Seit Oktober 2007 fuhr ich jeweils zu Paula, um mit ihr den Tod meiner Mutter Ursula zu betrauern. Zuerst wöchentlich. Dann einmal im Monat. Im ersten Jahr lagen wir uns in den Armen um jene Zeit, in der meine Mutter und ihre Tochter den letzten Atemzug getan hatte. Wir tranken in der Toggenburger Küche Kaffee gesalzen mit unseren Tränen, schauten Röteli zu und genossen die letzten warmen Sonnenstrahlen. Wir erzählten uns ihre letzten Momente und es schien mir, als wäre ich mit einem Mal nicht mehr einsam, weil Paula das selbe wie ich gesehen und erlebt hatte.
Es tat gut, Omi Paula zu umarmen. Ich fühlte mich geborgen, denn schliesslich war sie die Mutter meiner Mutter. Ein unsichtbares Band verbindet uns. Jede Geschichte meines Lebens wusste sie mir zu erzählen.
Doch dann schwand ihre Erinnerung an mich. Sie verwechselte mich immer öfters mit Ursle. Am Anfang wusste sie meinen richtigen Namen noch. Mit der Zeit verschwand er und ich gewöhnte mich, wie meine Mutter genannt zu werden.

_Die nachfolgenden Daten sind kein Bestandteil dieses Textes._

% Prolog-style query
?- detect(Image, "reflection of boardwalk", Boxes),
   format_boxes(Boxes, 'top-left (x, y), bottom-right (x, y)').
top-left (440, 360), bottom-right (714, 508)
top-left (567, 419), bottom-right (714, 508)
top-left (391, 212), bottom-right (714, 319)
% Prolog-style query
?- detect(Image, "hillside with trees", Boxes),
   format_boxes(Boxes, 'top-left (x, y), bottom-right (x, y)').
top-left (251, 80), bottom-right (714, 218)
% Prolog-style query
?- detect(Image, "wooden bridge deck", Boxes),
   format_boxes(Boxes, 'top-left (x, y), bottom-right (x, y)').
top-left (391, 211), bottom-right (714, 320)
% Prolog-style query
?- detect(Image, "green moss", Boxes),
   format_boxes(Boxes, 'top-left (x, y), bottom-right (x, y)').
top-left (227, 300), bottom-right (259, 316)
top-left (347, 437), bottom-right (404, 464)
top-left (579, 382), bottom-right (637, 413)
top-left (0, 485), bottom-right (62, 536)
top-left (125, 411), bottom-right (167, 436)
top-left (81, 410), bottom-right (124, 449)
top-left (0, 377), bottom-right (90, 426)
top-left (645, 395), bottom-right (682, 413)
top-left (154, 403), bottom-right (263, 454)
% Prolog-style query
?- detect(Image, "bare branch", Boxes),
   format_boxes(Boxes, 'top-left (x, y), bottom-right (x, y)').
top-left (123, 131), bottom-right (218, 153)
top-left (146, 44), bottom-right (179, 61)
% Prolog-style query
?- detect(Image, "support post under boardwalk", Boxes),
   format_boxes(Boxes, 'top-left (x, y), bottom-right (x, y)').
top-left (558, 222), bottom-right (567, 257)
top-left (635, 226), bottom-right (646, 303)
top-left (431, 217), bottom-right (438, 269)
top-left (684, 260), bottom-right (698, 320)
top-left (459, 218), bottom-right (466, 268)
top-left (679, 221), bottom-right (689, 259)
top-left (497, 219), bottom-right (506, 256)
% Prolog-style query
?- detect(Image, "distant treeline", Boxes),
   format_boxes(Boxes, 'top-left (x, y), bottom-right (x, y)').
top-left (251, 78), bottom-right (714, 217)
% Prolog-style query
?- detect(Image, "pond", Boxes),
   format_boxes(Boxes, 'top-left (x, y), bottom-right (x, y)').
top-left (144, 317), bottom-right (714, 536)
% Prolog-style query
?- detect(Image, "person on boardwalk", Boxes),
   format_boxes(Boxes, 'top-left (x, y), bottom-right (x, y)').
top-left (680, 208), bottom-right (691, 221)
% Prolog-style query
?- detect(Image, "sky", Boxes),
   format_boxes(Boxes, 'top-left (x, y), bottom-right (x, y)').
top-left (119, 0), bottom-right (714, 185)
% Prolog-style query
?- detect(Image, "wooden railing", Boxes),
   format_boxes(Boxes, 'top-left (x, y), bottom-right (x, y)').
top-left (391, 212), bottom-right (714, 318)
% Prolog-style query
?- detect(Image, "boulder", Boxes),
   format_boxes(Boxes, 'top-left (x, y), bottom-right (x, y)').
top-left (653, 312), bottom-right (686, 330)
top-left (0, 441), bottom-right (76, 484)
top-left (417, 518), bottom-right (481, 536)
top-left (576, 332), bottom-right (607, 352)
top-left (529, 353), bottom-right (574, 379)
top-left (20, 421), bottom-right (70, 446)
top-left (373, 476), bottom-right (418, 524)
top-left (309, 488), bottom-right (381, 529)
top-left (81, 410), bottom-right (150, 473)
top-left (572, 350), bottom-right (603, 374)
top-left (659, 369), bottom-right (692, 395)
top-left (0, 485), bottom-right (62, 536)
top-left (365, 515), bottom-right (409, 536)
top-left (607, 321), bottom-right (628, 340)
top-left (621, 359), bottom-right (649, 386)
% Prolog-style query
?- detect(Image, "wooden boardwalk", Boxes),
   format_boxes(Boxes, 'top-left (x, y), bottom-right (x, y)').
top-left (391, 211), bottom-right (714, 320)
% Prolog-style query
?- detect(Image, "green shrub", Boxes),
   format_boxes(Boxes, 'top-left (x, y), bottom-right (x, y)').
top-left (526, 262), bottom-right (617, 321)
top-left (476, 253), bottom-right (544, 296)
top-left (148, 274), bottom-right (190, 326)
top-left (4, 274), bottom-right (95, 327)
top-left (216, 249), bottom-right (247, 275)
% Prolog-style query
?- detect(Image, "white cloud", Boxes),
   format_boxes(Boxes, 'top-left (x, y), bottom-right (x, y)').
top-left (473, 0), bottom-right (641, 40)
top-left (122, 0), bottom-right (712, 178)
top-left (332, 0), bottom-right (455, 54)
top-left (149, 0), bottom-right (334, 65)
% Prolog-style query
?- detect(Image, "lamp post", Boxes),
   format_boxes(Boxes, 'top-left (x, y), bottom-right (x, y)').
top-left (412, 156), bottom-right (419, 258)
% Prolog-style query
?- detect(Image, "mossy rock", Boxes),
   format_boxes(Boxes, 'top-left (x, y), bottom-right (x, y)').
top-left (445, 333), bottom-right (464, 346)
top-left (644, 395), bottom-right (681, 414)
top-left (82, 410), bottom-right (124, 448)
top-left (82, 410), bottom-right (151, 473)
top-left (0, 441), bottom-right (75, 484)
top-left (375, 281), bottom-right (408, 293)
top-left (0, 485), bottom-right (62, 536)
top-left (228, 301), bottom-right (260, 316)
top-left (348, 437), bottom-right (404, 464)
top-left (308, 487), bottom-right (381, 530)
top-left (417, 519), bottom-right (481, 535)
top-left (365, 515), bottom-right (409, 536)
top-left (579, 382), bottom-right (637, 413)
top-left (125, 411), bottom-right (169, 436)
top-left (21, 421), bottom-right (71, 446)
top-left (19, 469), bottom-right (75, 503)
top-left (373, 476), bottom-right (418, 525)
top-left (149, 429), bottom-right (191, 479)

Seit etwa 2010 suchte ich Omi Paula am 17. Oktober nicht mehr auf. Ich zog mich zurück. Warum sollte ich sie mit etwas behelligen, das nur noch meins ist und nicht mehr ihres? Warum sollte ich ihr immer wieder von neuem weh tun, indem ich eine Erinnerung erweckte, die doch im Begriff war zu verschwinden?
Seit Paula im Pflegeheim ist, arbeite ich an diesem Tag. Doch ich bin nicht glücklich damit. Es erscheint mir einfach nicht ehrlich.
Meine Mutter hat gerne gefeiert. Ich möchte es ihr so gerne gleich tun. Es ist Oktober. Es gibt keinen Grund mehr, Trübsal zu blasen.